ブランデーとは、本来ぶどうを発酵、蒸留した酒につけられた名称でした。しかし、現在では果実を主原料にする蒸留酒すべてについての名称が使われています。つまり、狭い意味でのブランデーと、広い意味でのブランデーとの2つの用法があります。
 歴史的に見るなら、まず、ぶどうを原料としたブランデーが、フランス西南部のコニャック地方でつくられるようになり、17世紀後半から商業化の時代に入りました。これに続いて、そのバリエーションとして、ぶどう以外の果実のブランデーもフランス各地で商品化されるようになったと考えていいと思います。
 ブランデーという名称は、コニャック地方でぶどうをワインにし、さらにそれを蒸留したものを、「ヴァン・ブリュレ:Vin brule(ワインを焼いたもの)」と称したことに由来します。それをこの地に取引にやってきたオランダの貿易商人たちが、オランダ語に直訳して「ブランデウェインBrandewijn」と称して輸出しました。その主要な輸出先はイギリスだったのですが、イギリス人たちはこの語を縮めて、「ブランデーBran-dy」と呼ぶようになりました。だからブランデーの当初の意味は、ワインを蒸留した酒のことだったのです。

コニャック(Cognac)

コニャックはフランス西南部を流れ、ビスケー湾に注ぐシヤラント川沿いの地域が産地。原料ぶどうとして使われているのは、サンテミリオン(この地ではユニ・ブランという)種がほとんどです。このぶどうでつくるワインは酸が多く、アルコール度が低いので、ワインの場合これは弱点になりますが、ブランデーにすると長所に変わります。というのも、時間がたつと酸はやがて芳香成分に変化します。また、アルコール度数が低いので、たくさんのワインから少量のブランデーしか蒸留できないが、そのかわり、原料ぶどうに由未する香味がぐっと濃縮されて、ブランデーに溶け込むことになります。その結果、芳醇なコニャックが生まれてくることになるのです。

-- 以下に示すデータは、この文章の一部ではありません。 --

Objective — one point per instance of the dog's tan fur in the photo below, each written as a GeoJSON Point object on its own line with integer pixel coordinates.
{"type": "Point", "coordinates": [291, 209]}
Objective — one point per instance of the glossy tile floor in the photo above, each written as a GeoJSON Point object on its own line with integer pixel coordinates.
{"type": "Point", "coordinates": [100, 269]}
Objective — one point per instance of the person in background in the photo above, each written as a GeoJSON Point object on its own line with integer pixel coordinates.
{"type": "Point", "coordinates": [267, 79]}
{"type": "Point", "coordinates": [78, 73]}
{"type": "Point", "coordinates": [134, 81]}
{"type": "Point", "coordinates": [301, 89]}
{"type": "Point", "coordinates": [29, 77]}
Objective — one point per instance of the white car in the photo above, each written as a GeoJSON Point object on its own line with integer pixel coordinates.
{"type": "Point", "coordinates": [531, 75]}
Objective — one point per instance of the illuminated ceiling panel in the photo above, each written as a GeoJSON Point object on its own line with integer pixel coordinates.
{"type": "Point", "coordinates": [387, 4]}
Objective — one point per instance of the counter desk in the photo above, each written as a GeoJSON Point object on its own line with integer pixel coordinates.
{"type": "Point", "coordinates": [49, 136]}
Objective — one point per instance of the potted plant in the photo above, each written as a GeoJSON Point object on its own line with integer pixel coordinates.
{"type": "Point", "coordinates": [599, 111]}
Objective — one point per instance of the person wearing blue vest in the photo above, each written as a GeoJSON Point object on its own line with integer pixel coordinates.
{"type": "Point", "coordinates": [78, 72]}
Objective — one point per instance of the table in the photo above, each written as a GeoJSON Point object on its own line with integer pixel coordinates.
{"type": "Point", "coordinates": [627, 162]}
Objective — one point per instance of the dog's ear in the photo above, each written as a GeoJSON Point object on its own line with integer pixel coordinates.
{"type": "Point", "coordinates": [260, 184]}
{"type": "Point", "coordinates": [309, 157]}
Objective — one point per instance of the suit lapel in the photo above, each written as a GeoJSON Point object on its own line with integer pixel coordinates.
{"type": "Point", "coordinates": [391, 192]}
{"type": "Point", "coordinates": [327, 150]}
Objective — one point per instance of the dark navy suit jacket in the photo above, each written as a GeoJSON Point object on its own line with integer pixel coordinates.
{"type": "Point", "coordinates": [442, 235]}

 また、原料ぶどうがどの地区で穫れたかという点も、コニャックの味わいに影響します。法律はコニャック地方を土壌によって6っに区分し、100%その地区産のコニャックには地区名をつけて売ることを許しています。その6地区とは、
(1)グランド・シャンパーニュ(デリケートな香り、豊かなボデイのブランデーを生むが、熟成に年月がかかる)
(2)プティツト・シャンパーニュ((1)に似るが個性はやや穏和、熟成も比較的早め)
(3)ボルドリ(コシが強く、豊満な酒を生む。熟成は早いほう)
(4)ファン・ボア(若々しい感じの軽快な酒を生み、熟成は短期で十分)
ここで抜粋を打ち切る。